DVD Review: THE UNTOUCHABLES Season 4, Volumes 1 & 2

Paramount Home Entertainment
Release date: July 24th, 2012

The 1962-1963 season was the final season for this noteworthy show, though the network was hoping for a fifth season (Robert Stack wanted to get back to movies). In truth it was probably bout time for it to come to a close. The book by Elliot Ness of the same name was a starting point for the show but they ran out of actual real stories back in the first season.

The show is entertaining and in the early sixties was pretty edgy and violent. The opening episode, The Night They Shot Santa Claus pretty much says it all just with it’s title. A friend of Ness is killed while playing Santa at an orphanage. AN ORPHANGE!! Not fear from the show of being a bit heavy handed with the morality! Watching in 2012 it is impossible not to compare to what has come since then. The best part of the show was Robert Stack playing Elliot Ness in a usually underscored way. All business and no nonsense. The action is also high volume, lots of shoot outs and chasing around.

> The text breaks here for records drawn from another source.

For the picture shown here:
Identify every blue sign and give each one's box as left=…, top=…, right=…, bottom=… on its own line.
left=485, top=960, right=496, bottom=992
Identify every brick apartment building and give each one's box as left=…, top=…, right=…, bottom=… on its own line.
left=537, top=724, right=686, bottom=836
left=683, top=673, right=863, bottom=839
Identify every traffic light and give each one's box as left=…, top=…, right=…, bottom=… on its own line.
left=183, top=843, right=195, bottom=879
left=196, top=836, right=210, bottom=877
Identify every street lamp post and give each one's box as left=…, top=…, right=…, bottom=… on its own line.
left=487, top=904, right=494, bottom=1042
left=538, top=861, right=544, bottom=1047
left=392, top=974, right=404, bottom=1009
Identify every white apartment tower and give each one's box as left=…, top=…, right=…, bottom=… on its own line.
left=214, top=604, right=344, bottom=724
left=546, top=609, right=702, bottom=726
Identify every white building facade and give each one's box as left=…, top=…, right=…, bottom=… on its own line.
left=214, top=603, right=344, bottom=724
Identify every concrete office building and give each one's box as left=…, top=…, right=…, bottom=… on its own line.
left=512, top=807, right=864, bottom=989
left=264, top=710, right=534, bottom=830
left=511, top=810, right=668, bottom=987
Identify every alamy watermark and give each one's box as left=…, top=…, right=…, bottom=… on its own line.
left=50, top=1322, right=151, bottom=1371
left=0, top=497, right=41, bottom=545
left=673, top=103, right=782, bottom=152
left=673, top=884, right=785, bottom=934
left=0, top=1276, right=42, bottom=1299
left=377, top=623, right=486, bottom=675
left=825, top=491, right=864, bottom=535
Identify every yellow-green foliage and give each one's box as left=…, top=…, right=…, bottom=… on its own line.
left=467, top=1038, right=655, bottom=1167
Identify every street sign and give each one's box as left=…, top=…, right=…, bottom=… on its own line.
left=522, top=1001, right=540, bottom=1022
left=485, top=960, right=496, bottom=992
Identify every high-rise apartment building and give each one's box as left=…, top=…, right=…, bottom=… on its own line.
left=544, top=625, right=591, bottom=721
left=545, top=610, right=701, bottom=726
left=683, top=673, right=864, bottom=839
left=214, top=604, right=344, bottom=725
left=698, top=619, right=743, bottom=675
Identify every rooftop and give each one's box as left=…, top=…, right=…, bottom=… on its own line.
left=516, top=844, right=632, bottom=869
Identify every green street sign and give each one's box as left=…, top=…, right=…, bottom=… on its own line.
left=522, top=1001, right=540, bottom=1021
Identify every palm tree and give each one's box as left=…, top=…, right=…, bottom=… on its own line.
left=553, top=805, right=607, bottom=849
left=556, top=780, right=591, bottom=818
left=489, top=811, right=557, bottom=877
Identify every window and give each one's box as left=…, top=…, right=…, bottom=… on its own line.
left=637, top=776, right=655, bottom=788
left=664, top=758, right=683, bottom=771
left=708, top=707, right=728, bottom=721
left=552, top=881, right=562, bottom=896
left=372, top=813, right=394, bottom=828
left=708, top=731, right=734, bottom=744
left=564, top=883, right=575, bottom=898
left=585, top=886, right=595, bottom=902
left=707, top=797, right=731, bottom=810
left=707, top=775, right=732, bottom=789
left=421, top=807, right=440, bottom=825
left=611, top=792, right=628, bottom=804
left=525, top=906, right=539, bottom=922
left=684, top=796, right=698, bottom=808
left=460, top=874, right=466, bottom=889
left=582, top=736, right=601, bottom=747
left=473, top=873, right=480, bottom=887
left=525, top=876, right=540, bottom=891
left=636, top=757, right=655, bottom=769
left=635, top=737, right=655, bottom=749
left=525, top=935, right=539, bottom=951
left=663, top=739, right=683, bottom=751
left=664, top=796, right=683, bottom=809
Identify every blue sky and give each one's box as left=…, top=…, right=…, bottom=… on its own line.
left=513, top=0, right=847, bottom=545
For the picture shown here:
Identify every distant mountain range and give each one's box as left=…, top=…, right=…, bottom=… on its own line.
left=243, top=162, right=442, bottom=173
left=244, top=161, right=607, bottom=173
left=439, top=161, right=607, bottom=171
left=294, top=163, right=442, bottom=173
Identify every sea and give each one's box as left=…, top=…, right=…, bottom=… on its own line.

The really fun part about watching this was the people who guest starred in it. Harvey Korman, James Caan, Roy Thinnes, Dorothy Malone, Lee Marvin, Walter Koenig, Edward Asner, Frank Gorshin, Elizabeth MacRae, Carroll O’Conner, Barbara Stanwyck, , Joe Campanella, Telly Savalas, Ted Knight, Robert Redford, Robert Duvall, Robert Hanson, , Barry Morse, Harold Gould, Roy Engel, Jack Klugman, Roy Thinnes, Cliff Osmand, Joe Turkel. It was almost like a rite of passage to be on the show.

The show used the top end production available at the time and that is probably why it actually looks damn good compared to other shows from that period. It was also one of the first TV shows to really show the mob as a real entity. There were even rumors that Desi Arnez, producer and part owner of Desilu Studios, had a contract put out on him. Al Capone’s estate actually was upset that they were making money from the Capone name.

This is a time capsule into TV at the time and while fictionalized, and interesting look at our history. Thirty episodes of TV altogether and never a dull moment.